Even in the 1850 most of the cabinet was against expansion to the Amur and Pacific and this was a local initiative in which success justified violation of the explicit orders.
As most of us know, the Russian Empire did end up expanding at Chinese expense, in 1858-1860, gaining the lands of the Amur District and maritime province, while the Qing Dynasty was reeling from the 2nd Opium War and the Taiping Rebellion (and other rebellions). As the Russians conquered the Kazakh hordes and Turkestan, they also seized corners of Qing Xinjiang a bit later as well.
But apparently, up until it happened, most of the Russian cabinet was quite timid about it.
How long could this forbearance have feasibly lasted? Could the Russian Empire have conceivably reached the turn of the 20th century with its southeastern frontier at Asia a the Pacific being at a Stanovoy mountain range, where it had been set by the Treaty of. Nerchinsk about 200 years before?
What could have been the consequences?
If it were somehow possible, and Russia has neither Vladivostok, nor Khabarovsk, I imagine it would not have much of modern Pacific battle fleet to speak of at the end of the 19th century, nor would I imagine a 'Triple Intervention' occurring against Japan's Treaty of Shimonoseki terms imposed on Japan. I believe that intervention was spurred by Franco-German competition for Russian favor, but a Russia that hasn't seized the maritime province isn't one that is gunning for Port Arthur.

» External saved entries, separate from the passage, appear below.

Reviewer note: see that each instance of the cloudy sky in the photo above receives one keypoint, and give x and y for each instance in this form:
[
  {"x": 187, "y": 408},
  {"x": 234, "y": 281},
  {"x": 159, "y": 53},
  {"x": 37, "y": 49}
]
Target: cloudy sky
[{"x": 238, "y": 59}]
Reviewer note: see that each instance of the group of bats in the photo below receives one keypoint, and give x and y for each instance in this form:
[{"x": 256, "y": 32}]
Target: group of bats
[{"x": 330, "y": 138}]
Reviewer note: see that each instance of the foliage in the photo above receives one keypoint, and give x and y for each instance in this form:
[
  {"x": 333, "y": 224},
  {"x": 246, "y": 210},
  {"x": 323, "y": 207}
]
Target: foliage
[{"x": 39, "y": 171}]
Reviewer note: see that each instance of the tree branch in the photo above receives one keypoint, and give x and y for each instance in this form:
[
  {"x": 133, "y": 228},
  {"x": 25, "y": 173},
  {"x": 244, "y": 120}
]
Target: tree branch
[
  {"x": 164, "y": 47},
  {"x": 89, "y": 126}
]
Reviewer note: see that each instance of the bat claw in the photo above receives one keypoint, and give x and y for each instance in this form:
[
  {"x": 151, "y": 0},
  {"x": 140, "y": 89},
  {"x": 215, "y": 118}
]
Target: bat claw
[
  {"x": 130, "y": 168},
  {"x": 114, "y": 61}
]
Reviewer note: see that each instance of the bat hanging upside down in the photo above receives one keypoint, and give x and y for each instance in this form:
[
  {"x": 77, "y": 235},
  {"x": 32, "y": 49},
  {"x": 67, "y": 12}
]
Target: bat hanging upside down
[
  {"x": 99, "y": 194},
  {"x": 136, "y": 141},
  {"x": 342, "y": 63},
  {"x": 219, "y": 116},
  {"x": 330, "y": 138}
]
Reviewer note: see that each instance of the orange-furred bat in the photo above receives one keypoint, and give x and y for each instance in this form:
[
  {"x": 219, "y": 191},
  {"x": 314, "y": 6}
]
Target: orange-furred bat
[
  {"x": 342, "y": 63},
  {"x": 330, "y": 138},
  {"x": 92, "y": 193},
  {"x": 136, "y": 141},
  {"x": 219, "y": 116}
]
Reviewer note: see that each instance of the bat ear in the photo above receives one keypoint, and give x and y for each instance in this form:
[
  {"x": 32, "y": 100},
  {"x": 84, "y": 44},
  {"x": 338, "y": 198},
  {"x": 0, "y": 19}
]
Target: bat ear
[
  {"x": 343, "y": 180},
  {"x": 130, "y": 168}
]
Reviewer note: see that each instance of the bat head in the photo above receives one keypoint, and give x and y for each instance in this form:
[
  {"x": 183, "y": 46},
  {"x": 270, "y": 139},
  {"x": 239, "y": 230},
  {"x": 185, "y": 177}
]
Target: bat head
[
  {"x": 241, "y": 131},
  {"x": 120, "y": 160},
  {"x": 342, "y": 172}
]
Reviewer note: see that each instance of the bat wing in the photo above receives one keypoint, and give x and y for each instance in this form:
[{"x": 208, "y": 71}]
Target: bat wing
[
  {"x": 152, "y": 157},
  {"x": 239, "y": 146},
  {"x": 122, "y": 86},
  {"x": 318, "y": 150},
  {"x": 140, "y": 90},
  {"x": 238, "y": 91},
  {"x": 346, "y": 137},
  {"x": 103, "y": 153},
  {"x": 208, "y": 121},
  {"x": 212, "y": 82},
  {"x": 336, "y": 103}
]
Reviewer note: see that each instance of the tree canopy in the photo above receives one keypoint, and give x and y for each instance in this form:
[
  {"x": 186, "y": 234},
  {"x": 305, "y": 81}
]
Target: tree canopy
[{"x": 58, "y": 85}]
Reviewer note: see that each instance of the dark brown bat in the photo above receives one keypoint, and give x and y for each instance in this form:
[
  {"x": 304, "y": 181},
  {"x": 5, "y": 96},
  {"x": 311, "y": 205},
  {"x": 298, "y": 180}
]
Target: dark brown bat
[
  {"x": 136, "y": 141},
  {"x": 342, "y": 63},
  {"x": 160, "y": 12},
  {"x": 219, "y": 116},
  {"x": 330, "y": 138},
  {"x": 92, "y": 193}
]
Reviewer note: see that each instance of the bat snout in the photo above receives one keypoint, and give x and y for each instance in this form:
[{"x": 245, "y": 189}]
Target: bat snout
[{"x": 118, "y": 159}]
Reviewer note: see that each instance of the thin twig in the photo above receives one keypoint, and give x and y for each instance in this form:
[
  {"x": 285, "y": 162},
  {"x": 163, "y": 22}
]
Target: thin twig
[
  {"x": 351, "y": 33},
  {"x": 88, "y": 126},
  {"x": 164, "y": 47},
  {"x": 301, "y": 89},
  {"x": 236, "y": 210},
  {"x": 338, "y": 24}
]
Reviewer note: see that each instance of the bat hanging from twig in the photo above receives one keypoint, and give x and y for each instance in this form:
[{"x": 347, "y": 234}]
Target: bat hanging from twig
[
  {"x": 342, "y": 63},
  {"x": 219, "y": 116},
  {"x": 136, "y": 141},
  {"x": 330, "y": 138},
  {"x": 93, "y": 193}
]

Would a lack of Russian annexations in outer Manchuria have prolonged Qing Dynasty/Manchu resistance to mass Han Chinese migration to Manchuria, or Manchuria north of Liaoning? A trickle of settlers had always gotten through, and state capacity for enforcing exclusion was declining anyway, but I think Russian encroachment had something to do with relaxation of entry of Han migrants into the region.